Although we found similar evidence that individuals living in urban areas were at greater risk of leprosy detection than individuals living in rural areas, we did not find evidence of an association of household density with leprosy risk in the full cohort. It is, however, noteworthy that in subgroup analyses increased household density (more than one resident per two rooms) was associated with an increased leprosy risk in children, a group indicative of active transmission [8].
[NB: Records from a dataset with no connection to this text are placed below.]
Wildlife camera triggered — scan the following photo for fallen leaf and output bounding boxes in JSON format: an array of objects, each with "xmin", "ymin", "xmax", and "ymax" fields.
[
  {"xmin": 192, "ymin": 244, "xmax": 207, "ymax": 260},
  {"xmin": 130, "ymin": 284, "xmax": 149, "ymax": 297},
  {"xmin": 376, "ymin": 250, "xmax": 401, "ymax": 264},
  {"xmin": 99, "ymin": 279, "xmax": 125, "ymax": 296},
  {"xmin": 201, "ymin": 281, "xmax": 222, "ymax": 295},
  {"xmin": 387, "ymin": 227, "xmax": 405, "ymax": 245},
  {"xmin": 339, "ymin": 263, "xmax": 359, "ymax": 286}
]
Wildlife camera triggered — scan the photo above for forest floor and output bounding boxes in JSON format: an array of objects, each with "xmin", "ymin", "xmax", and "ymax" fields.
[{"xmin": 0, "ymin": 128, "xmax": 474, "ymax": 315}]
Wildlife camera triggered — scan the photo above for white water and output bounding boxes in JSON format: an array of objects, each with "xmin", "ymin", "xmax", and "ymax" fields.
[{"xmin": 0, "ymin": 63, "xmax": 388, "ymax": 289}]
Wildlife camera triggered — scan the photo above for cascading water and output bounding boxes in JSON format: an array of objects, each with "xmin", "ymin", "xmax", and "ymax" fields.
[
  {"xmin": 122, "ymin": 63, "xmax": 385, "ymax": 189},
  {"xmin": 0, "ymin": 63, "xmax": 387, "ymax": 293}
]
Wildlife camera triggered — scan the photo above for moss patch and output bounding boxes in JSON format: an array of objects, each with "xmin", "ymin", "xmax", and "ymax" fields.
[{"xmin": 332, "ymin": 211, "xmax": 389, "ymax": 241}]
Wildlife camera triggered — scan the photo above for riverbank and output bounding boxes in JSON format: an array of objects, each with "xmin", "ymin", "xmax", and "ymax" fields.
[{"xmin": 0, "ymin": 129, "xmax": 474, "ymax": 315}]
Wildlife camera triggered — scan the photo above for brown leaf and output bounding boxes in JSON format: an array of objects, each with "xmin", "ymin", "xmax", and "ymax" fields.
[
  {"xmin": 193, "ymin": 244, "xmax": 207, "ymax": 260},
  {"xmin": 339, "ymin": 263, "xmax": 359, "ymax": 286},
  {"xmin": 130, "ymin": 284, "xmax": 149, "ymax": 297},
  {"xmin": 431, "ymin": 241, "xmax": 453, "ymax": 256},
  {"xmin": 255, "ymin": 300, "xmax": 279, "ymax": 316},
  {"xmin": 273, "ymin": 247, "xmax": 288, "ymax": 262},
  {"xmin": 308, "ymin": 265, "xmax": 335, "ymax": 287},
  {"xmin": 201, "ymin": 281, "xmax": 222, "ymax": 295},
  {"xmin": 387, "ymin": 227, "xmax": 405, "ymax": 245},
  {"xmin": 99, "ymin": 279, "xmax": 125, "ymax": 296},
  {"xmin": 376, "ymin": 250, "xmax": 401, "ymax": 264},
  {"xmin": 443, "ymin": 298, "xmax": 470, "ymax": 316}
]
The association between the proportion of multibacillary leprosy and presentation of G2D has been shown in the past [16, 27, 28]. Studies conducted in some Brazilian municipalities indicate that at the time of diagnosis, educational level and operational classification are statistically associated with the development of physical disabilities. It is emphasized that multibacillary patients are twice more likely to develop sequelae than paucibacillary patients [29].
Our study has several strengths: the large sample size and extensive follow up period allowed us to evaluate determinants of leprosy-related physical disabilities to an extent that is rarely possible. This study linked data from over 100 million individuals and was able to assess factors associated with physical disability in an unprecedented way. Additionally, using administrative databases linkage we also were able to evaluate a wider range of variables available in CadÚnico. Unlike other studies, we analyzed the most vulnerable fraction of the Brazilian population, for whom biological and poverty-related risk factors for leprosy overlap.
Nevertheless, our study has some limitations. The use of secondary data originated from routine surveillance activities always brings the issue of completeness of information. We did not have complete information on disability evaluation at diagnosis (n=1,557) and at discharge. The latter was poorly collected to an extent that did not allow us to use that timepoint in the analysis. Efforts should be undertaken to stress the importance of performing this evaluation at discharge and record it in the information systems. Other factors associated with disability were not available in our database and therefore, could not be assessed, such as health services characteristics and patients’ perception and knowledge about leprosy.